When you’re preparing for a child, the last thing on your mind is the potential end of that child’s life. However, unfortunate and improbable the untimely death of a newborn might be, you and your partner should consider taking out a life insurance policy for your child. Your insurance provider will be able to provide you with all the information you would need to take out a policy on your child.
The First Year
Now that you are a full-time parent, you will need to take some things into consideration as you and your family prepare for the future.
Research Child Dental Care
Soon after the first few months of your child’s life, they will have new teeth that need to be taken care of. Child dental care is just as important as having a good pediatrician. With tooth decay being the second-most common illness after the common cold, you must get your child a reputable dentist as soon as possible.
Save for Your Child’s Future
Education is expensive, and only getting pricier by the year. For that reason, it is smart for you and your partner to start saving as much as you can as soon as you can.
Even if your child attends public school and doesn’t choose to pursue higher education, you still want to be able to take your son or daughter on that beloved trip to the used auto dealership for their 16th birthday.
No one likes to think about this part, but there are many things about preparing for a child that aren’t fun to think about.
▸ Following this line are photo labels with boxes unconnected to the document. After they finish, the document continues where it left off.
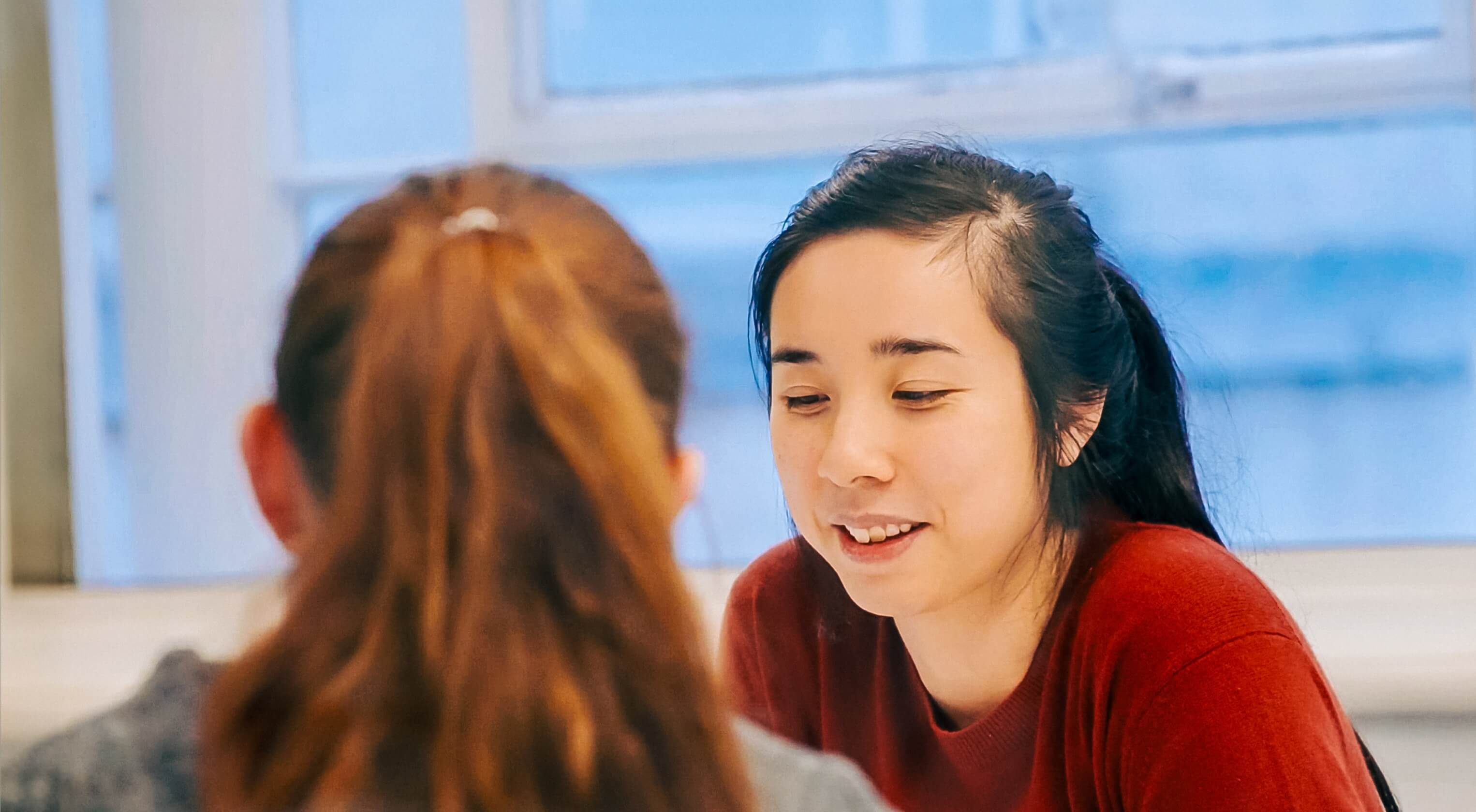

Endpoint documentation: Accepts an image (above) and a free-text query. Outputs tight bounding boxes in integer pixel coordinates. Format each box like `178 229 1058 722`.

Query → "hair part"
202 167 750 812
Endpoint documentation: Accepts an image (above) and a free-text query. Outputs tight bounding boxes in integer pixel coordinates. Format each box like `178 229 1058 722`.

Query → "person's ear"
1055 393 1107 468
240 403 317 555
672 446 707 508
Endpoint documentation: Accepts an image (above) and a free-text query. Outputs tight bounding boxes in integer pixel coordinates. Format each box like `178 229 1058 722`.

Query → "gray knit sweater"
0 651 887 812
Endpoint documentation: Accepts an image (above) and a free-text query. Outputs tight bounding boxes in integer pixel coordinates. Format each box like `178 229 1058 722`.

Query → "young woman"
3 167 881 812
723 145 1393 812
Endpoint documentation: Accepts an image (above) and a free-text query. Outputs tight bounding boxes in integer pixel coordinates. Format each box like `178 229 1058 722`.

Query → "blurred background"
0 0 1476 809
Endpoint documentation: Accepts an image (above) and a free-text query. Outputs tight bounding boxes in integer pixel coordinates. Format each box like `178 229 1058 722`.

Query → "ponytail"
202 169 750 812
1085 267 1224 545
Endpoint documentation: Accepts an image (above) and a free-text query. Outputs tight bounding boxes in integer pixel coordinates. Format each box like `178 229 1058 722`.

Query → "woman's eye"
784 394 829 413
891 390 952 406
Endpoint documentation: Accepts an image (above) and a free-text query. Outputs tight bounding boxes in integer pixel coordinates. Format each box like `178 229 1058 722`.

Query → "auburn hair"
201 165 751 812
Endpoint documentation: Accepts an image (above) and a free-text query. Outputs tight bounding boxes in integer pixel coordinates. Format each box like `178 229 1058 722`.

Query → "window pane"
292 0 471 161
555 115 1476 564
542 0 1106 94
1114 0 1445 50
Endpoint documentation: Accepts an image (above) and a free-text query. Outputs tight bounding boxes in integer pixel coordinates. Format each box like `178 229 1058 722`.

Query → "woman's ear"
672 446 707 508
1055 393 1107 468
240 403 317 555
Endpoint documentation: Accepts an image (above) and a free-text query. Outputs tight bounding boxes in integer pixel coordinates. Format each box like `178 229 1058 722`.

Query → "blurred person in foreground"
0 165 883 812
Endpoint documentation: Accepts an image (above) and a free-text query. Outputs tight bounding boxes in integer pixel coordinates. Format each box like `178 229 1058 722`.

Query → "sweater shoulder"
728 539 809 611
1075 522 1305 682
0 651 214 812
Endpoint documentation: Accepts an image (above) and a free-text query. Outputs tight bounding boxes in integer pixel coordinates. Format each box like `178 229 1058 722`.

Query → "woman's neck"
896 535 1076 728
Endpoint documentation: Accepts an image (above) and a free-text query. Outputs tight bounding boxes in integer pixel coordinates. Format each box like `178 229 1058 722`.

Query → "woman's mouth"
832 522 930 566
835 522 927 545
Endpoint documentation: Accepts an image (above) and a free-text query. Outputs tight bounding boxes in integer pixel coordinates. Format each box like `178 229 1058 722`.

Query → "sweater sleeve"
719 551 819 747
1120 632 1382 812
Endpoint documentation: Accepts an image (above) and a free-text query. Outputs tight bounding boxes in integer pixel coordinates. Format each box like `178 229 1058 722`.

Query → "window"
49 0 1476 581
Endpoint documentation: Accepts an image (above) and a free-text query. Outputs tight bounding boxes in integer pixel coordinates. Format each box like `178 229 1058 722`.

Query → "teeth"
844 524 918 545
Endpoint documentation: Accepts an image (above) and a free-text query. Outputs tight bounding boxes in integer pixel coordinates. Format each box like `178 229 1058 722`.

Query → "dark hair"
751 143 1221 552
751 142 1396 809
201 167 751 812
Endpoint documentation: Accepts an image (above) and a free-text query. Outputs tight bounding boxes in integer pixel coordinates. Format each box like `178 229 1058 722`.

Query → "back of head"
202 167 747 811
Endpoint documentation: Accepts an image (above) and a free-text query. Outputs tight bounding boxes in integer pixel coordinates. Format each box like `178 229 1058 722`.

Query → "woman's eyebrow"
871 335 964 356
769 347 821 364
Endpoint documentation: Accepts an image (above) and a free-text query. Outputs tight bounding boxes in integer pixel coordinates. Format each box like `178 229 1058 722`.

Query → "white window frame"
273 0 1476 713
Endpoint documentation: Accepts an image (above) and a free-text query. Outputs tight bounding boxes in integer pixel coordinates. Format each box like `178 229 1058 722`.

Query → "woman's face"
770 231 1042 617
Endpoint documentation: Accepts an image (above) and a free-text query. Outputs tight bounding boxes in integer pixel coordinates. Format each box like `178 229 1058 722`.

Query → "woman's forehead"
769 232 1008 366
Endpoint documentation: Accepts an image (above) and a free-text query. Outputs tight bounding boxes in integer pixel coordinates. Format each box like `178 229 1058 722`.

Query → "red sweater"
723 522 1382 812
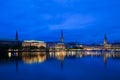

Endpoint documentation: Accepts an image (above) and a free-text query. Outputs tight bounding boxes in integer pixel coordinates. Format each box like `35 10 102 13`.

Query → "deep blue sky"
0 0 120 43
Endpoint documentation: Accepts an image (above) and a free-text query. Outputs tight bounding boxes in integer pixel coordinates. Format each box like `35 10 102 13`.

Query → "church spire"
15 30 18 41
60 30 64 43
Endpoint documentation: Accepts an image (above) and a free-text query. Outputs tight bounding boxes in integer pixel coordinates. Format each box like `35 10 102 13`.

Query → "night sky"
0 0 120 43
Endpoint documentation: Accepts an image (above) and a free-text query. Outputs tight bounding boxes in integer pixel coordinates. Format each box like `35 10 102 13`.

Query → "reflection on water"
0 51 120 80
1 51 120 64
22 52 46 64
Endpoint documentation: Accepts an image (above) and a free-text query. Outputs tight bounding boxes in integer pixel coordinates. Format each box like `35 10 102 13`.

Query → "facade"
112 43 120 50
0 31 21 47
83 45 104 50
22 40 46 47
104 34 111 49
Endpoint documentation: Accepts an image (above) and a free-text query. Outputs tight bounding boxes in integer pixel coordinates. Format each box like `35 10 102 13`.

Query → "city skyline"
0 0 120 44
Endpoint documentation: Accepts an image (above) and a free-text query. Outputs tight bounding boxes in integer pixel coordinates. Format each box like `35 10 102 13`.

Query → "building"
22 40 46 48
60 30 64 43
47 30 65 51
104 34 111 49
83 45 104 50
0 31 21 47
112 43 120 50
55 30 65 50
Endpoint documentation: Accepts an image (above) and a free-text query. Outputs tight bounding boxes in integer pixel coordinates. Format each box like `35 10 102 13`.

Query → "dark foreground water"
0 51 120 80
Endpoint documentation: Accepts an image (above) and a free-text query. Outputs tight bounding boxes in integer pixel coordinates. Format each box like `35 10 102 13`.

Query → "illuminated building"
22 52 47 64
112 43 120 50
22 40 46 47
60 30 64 43
104 34 111 49
0 31 21 47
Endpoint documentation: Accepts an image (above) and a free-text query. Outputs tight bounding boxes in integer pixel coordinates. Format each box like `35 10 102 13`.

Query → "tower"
60 30 64 43
15 30 18 41
104 34 107 48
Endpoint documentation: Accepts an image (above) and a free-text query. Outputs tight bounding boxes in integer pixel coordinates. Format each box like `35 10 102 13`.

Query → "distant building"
22 40 46 47
55 30 65 50
112 43 120 50
83 45 104 50
0 31 21 47
104 34 111 49
47 30 65 51
60 30 64 43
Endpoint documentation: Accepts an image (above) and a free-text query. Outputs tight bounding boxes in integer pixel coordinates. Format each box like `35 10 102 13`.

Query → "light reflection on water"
0 51 120 80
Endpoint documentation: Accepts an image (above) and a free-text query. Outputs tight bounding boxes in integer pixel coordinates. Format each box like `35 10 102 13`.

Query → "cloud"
50 14 95 30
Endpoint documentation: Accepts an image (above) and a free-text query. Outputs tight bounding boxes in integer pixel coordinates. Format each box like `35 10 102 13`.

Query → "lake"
0 51 120 80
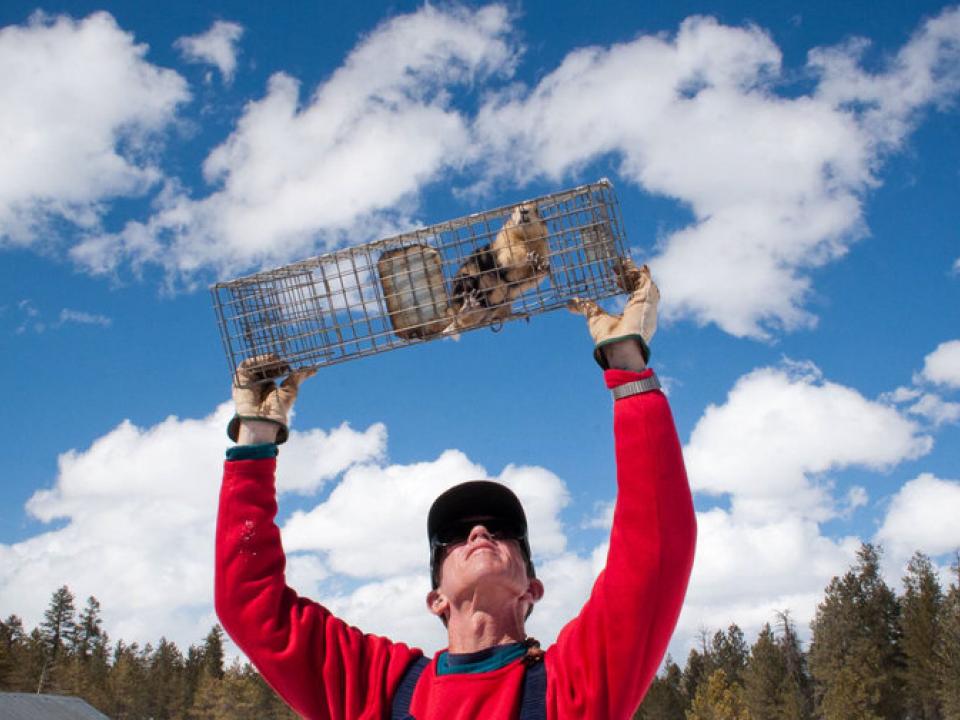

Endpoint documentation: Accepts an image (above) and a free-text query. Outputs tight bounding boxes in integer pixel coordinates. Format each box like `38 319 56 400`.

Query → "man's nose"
467 524 493 543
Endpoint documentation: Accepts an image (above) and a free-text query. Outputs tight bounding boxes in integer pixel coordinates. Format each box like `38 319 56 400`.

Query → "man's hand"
227 355 316 445
567 258 660 370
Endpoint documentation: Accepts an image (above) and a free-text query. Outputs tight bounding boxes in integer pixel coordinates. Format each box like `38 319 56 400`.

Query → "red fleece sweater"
215 370 696 720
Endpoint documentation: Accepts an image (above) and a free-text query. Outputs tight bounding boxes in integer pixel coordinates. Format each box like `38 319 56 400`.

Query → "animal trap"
211 179 626 380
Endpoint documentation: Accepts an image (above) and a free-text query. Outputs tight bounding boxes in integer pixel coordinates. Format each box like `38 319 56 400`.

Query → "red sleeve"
214 458 421 719
546 370 696 718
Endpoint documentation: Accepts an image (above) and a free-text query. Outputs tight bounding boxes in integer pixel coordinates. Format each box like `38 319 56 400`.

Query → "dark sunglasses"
430 517 527 549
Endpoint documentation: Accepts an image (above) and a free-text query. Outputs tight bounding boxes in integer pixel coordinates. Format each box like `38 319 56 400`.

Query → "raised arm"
547 263 696 718
214 360 420 718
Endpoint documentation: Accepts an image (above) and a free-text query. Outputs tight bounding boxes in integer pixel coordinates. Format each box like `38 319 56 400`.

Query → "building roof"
0 693 110 720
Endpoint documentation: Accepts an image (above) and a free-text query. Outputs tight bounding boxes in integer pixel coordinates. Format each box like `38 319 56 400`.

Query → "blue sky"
0 2 960 654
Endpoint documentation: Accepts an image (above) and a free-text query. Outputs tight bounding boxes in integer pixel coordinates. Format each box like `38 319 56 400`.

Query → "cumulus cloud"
0 403 385 645
174 20 243 84
920 340 960 389
283 450 567 578
476 8 960 337
0 12 190 247
685 363 933 520
58 308 113 327
674 362 932 654
876 473 960 571
73 5 515 277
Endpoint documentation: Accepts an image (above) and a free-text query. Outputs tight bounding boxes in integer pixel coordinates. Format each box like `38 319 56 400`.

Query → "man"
216 261 696 720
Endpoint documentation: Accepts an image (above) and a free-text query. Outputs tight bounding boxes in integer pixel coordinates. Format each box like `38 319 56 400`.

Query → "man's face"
438 518 530 601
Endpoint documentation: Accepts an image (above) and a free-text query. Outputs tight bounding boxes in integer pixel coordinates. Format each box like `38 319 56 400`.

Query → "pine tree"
203 625 223 680
710 623 750 684
937 553 960 720
105 640 150 720
147 638 187 720
777 611 813 720
71 595 103 659
743 623 787 720
900 552 943 720
0 615 24 692
682 648 712 707
634 655 687 720
810 544 903 720
687 669 750 720
37 585 76 692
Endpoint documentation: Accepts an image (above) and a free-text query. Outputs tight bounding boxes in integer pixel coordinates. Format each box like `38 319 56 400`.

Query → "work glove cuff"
593 334 650 370
227 415 290 445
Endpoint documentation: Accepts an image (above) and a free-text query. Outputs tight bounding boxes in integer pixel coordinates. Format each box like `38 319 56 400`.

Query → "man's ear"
526 578 543 603
427 590 450 619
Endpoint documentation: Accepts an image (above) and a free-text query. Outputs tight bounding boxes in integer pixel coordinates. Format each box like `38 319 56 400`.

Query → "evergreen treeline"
0 587 297 720
0 545 960 720
634 545 960 720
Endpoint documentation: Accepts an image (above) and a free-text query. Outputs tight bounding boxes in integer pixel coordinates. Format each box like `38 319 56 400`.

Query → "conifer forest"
0 544 960 720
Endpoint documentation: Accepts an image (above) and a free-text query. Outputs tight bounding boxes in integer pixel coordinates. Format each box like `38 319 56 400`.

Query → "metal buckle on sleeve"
613 375 660 400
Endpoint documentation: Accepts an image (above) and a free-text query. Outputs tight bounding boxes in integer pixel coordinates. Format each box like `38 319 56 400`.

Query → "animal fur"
444 204 550 334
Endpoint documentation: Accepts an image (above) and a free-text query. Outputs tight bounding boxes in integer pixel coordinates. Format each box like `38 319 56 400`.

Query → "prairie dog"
444 203 550 333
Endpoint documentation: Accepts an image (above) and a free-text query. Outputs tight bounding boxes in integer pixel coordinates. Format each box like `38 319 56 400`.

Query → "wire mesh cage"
211 179 626 380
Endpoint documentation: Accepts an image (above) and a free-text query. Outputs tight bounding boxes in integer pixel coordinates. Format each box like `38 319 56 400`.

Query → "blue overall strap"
390 655 430 720
390 656 547 720
520 660 547 720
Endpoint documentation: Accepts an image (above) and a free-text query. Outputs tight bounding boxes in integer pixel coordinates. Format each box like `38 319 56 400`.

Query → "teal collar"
437 643 527 675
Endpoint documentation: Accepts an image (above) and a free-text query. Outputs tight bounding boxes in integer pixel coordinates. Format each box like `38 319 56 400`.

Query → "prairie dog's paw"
613 258 650 293
567 298 603 317
527 250 550 273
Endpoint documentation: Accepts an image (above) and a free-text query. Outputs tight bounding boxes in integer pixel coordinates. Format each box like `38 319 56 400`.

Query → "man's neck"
447 606 527 653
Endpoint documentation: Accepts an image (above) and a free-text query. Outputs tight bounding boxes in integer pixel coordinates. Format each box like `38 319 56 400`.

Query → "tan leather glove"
567 258 660 370
227 355 317 445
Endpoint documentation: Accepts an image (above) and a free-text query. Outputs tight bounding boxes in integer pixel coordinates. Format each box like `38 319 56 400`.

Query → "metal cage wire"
211 179 626 372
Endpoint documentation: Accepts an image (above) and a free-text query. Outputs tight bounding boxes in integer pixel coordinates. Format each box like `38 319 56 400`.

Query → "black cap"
427 480 535 587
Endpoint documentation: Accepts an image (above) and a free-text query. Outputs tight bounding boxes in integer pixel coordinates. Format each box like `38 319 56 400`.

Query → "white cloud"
0 12 190 247
58 308 113 327
476 9 960 337
672 362 932 657
283 450 567 578
0 403 383 647
671 508 860 640
685 364 933 520
73 5 515 286
876 473 960 570
907 393 960 425
174 20 243 84
920 340 960 389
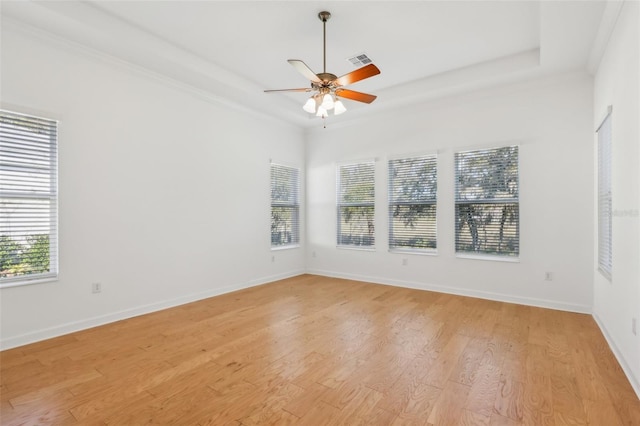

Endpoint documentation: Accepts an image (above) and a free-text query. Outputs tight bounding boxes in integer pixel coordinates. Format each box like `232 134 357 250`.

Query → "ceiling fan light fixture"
322 93 333 111
333 99 347 115
316 105 328 118
302 96 316 114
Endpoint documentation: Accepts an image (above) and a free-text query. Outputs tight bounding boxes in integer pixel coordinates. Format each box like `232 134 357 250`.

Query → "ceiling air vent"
347 53 373 68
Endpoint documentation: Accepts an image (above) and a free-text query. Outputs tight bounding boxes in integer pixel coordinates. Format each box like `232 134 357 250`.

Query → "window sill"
271 244 300 251
336 245 376 251
456 253 520 263
389 249 438 256
0 275 58 289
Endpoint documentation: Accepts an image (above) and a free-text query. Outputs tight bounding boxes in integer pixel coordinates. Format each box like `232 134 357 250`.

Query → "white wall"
592 1 640 395
307 73 594 312
0 25 304 348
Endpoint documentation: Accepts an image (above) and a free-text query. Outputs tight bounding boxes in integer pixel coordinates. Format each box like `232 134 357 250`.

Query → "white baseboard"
307 269 591 314
593 312 640 399
0 270 304 350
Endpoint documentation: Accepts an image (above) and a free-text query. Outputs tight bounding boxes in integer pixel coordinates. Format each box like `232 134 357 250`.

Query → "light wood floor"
0 275 640 426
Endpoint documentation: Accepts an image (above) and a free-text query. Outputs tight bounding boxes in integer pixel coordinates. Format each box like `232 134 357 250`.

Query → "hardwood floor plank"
427 381 470 426
0 275 640 426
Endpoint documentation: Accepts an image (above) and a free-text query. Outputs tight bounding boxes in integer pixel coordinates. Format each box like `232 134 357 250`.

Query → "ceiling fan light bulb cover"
316 105 327 118
302 97 316 114
322 93 333 111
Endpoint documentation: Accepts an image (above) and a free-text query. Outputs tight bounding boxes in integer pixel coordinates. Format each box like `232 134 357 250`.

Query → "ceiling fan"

Unfortunately, as a parent, it is your responsibility to make a few legal and financial preparations so that you and your child are as well-prepared as possible.
Adjust or Write Your Will
If you don’t already have a Final Will and Testament contact a family law specialist as and write one. Now that you have a family and you’re saving up some money, you need to allocate your assets in the event of your passing. No one wants to think about their own death, but now that you’re a parent, you have to think about your child’s well being above your own.
Prepare Lawyers in the case of an Emergency
You will have access to a family law specialist as they helped set up your Will. However, you will also want to consider having an injury lawyer or even a child custody attorney handy in case anything unfortunate happens to your child, or between you and your partner. Rather than thinking about these things as anticipating a disaster, think about it as preparing yourself in case one arises.
Begin or Continue Saving for Your Retirement
Many people lose sight of their own needs when they’re preparing for a child. Your personal well being and career goals still matter after you have a child, remember that.
After your child is settled, and your finances have leveled off, start saving for your retirement. Or, if you have already started a retirement fund, begin adding to it again.
Maintain Healthy Lifestyle Habits
Continuing to take care of your own physical and mental well being will make you a better parent. So, if you haven’t had time to get on the bike or go for a run recently, make a point to do so. Keeping your sense of self is important if you’re going to be a successful parent.
Preparing for a child isn’t easy, and many parts of it aren’t very much fun. However, it is one of the necessary evils of being a responsible parent.
The list of preparations that go into becoming a parent is a mile long, so don’t stress yourself out trying to make everything happen at once. Look at the different stages of parenting as different stages of preparation. Take parenting, and life, one thing at a time.
Remember, no matter how much you plan, prepare, or worry about everything you have to do to be a successful parent, you will inevitably miss something along the way. Be ready to roll with the punches of parenthood, let me tell you, there are too many punches to count. Take comfort in that you have done as much preparation as you can, and realize that there’s no way to know if you’ve done everything you need to.
Go forth, be the best parent you can be. And remember, nobody’s perfect.